The Cost of Content

Posted on the 29 April 2021 by Steveawiggins @stawiggins

Those who don’t read this blog (you, my friend, are in a rarified crowd) aren’t aware of my antipathy to tech for tech’s sake.  Many people mindlessly go after the latest technology without stopping to think of the consequences.  I was reluctant to get a cell phone.  Not a decade ago I got along fine without one.  When I finally succumbed, I found I didn’t use it much.  I still don’t.  Nevertheless, many have charged ahead.  It’s not the first time I’ve been let behind.  I recently wrote about an organization I joined that unilaterally decided to make all members sign up for Slack.  “It’s better than email,” they said.  What they didn’t say is that it doesn’t replace email.  In fact, what it does is gives you yet another communication medium you have to constantly check.  Why?

Not that long ago—a year or two perhaps—it was recommended that you ask people what their preferred form of communication was.  Phone call?  Text?  Email?  Well, my cell phone plan charges by the call and text so please don’t use that.  My preference, since about the last century, has been email.  I check it regularly and I respond as long as emails don’t get buried by others on top of them.  What did my organization do?  Went to Slack.  How long, I ask, will it be before advertisers and others figure out how to do the Slack stack?  How long before a new technology (giddy giggle) comes along and we all have to do that instead?  I’ve lost track of the number of software packages and apps I’ve had to learn for work.  Several dozens at least.  What suffers?  The content does.

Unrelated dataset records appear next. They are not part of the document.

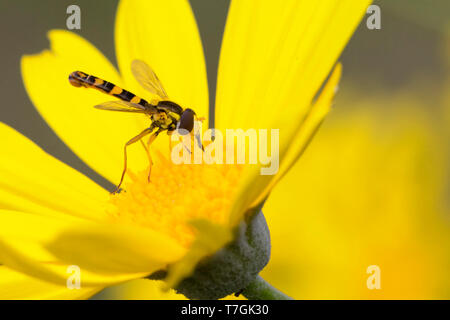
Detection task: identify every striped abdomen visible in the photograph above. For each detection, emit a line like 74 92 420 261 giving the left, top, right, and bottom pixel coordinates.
69 71 148 107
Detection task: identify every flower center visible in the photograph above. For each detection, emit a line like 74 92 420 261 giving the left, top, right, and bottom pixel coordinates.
108 153 242 247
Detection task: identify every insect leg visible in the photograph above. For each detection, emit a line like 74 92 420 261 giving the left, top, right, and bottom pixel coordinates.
145 130 161 182
112 128 153 194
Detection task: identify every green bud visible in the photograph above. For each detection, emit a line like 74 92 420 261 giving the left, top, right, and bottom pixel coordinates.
149 211 270 299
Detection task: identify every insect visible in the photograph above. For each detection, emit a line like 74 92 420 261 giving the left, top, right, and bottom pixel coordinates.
69 60 204 193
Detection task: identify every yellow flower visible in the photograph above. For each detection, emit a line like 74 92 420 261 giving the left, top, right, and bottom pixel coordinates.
0 0 368 298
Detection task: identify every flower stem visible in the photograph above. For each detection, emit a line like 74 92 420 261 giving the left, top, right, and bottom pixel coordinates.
241 276 293 300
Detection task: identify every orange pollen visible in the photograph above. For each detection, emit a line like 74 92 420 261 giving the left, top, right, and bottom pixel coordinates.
108 154 242 247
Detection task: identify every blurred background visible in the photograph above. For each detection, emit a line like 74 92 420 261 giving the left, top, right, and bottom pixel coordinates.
0 0 450 299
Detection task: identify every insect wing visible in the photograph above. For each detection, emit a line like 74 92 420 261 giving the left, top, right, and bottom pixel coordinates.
131 60 168 100
94 101 152 113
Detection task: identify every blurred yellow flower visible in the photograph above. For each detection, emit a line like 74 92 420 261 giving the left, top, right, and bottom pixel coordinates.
262 88 450 299
0 0 368 298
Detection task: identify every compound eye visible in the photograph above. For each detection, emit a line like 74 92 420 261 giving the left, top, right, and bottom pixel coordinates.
177 109 195 135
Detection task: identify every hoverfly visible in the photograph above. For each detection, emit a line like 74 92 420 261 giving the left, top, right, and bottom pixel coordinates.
69 60 204 193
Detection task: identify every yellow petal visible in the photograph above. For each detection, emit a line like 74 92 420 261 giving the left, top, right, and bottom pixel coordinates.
216 0 370 224
0 123 108 220
0 210 184 286
216 0 369 130
165 220 233 288
115 0 208 132
0 266 102 300
22 30 148 183
96 279 186 300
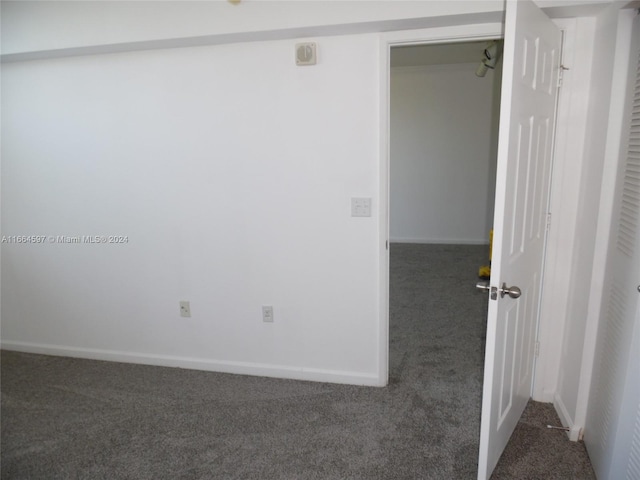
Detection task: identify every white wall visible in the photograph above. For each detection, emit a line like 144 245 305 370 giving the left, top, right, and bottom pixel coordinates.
1 0 510 55
390 62 499 244
2 35 386 384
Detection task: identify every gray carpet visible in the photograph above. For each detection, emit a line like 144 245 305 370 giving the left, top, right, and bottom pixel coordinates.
1 245 594 480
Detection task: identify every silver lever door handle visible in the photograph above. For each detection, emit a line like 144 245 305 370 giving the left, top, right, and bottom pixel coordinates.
500 283 522 298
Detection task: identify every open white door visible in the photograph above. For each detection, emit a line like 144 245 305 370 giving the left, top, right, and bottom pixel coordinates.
478 0 562 480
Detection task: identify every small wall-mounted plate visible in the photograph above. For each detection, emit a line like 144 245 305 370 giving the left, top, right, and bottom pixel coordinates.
296 42 316 66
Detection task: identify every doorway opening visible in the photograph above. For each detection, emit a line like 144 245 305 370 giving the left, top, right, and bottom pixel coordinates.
389 40 502 474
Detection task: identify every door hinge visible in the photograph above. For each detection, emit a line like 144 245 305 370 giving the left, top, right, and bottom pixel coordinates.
558 65 569 88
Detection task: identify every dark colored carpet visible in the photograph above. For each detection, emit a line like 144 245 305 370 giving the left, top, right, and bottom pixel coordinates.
1 245 594 480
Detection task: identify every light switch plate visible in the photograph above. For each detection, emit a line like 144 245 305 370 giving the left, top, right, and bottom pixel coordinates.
351 197 371 217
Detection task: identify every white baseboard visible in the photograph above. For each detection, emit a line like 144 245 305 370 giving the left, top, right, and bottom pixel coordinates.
2 341 386 387
553 394 582 442
389 237 489 248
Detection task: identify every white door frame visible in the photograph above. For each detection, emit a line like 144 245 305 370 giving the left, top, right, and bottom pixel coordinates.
378 23 504 386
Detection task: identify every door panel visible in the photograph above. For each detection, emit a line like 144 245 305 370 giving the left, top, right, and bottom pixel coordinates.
478 0 561 480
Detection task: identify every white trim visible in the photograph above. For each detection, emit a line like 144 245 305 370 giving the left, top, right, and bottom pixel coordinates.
378 23 504 385
389 238 489 247
553 395 581 442
2 341 380 387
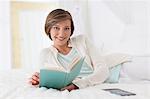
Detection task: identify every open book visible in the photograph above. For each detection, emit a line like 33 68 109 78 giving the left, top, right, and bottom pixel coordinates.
40 57 84 89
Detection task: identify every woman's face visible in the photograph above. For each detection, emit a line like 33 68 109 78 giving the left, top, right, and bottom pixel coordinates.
50 20 71 46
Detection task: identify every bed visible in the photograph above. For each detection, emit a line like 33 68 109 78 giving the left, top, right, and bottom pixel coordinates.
0 57 150 99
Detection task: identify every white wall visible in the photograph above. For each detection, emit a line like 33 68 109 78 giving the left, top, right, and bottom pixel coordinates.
0 0 11 69
89 0 150 55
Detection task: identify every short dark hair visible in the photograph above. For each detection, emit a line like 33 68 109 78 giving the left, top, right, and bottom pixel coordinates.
45 9 74 40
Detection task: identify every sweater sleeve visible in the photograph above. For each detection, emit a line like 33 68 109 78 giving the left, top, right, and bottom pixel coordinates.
73 35 131 88
73 35 109 88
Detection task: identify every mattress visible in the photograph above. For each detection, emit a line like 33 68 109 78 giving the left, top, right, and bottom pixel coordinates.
0 70 150 99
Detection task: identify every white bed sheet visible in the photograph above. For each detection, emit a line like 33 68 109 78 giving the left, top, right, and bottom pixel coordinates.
0 70 150 99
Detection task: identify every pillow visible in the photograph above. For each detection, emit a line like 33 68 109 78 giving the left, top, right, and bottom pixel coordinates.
120 56 150 81
104 64 121 83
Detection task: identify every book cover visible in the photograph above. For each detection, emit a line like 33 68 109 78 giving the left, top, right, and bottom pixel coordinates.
40 57 84 89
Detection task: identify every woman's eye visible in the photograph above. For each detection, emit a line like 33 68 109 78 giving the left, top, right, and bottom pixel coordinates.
53 27 59 30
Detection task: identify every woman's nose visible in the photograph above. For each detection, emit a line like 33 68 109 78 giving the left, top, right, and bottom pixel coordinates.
59 29 65 37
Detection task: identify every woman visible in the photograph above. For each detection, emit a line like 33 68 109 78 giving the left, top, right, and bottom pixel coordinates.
30 9 129 91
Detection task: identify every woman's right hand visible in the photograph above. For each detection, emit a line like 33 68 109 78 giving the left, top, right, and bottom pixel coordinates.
29 72 40 85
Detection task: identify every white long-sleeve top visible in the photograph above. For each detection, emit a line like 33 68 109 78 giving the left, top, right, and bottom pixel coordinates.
40 35 130 88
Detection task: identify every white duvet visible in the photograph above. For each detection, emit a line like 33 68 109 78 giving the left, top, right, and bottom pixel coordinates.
0 70 150 99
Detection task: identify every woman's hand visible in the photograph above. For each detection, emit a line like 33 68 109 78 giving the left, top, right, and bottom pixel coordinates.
29 72 39 85
61 84 79 91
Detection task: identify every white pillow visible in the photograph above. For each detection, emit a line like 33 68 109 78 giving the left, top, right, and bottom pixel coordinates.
120 56 150 80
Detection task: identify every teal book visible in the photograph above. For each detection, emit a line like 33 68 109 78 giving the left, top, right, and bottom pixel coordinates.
40 57 84 89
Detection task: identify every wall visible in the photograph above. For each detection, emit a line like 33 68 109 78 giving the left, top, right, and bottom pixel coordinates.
0 0 11 69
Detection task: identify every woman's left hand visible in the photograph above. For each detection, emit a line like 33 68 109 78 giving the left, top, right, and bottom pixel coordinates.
60 84 79 91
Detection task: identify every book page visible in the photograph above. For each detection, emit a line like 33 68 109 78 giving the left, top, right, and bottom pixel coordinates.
69 57 82 71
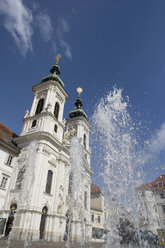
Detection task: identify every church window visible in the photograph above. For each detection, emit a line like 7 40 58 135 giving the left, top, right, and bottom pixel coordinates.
45 170 53 194
68 172 73 194
35 98 44 115
54 125 58 133
10 203 17 211
15 165 26 189
83 134 86 148
156 181 163 188
84 191 87 209
6 155 13 165
54 102 60 120
160 193 165 199
0 177 8 189
32 120 37 127
40 206 48 239
162 205 165 213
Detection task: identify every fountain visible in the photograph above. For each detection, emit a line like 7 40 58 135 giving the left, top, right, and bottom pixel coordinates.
92 88 149 248
65 137 85 248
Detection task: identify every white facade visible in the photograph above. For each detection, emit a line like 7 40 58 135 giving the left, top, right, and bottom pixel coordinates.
137 175 165 234
0 128 19 210
1 64 92 242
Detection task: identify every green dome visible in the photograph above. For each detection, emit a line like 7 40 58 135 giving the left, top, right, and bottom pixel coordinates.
41 65 64 88
69 96 87 119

Now I get three or four, or nine or ten Slack notifications a day, through my email. (My computer has no room for a nw app.)  It has compounded the premature burial issue I’ve got.  That email that arrived just yesterday is now on page two.  When will I have time to navigate to it?  I guess I’ve been slacking off.  So now I check my email to see if there’s another system that I have to check to find out someone wants to contact me.  I miss the days when humanity drove communication instead of technology doing it.  Learning some new system isn’t always the solution to complex problems.  Or at least we can find out the preferences of the individual before making them learn (and probably eventually forget) a new communication system.  It seems to me that we should be spending actual time on the content of the communication itself instead of playing with new toys.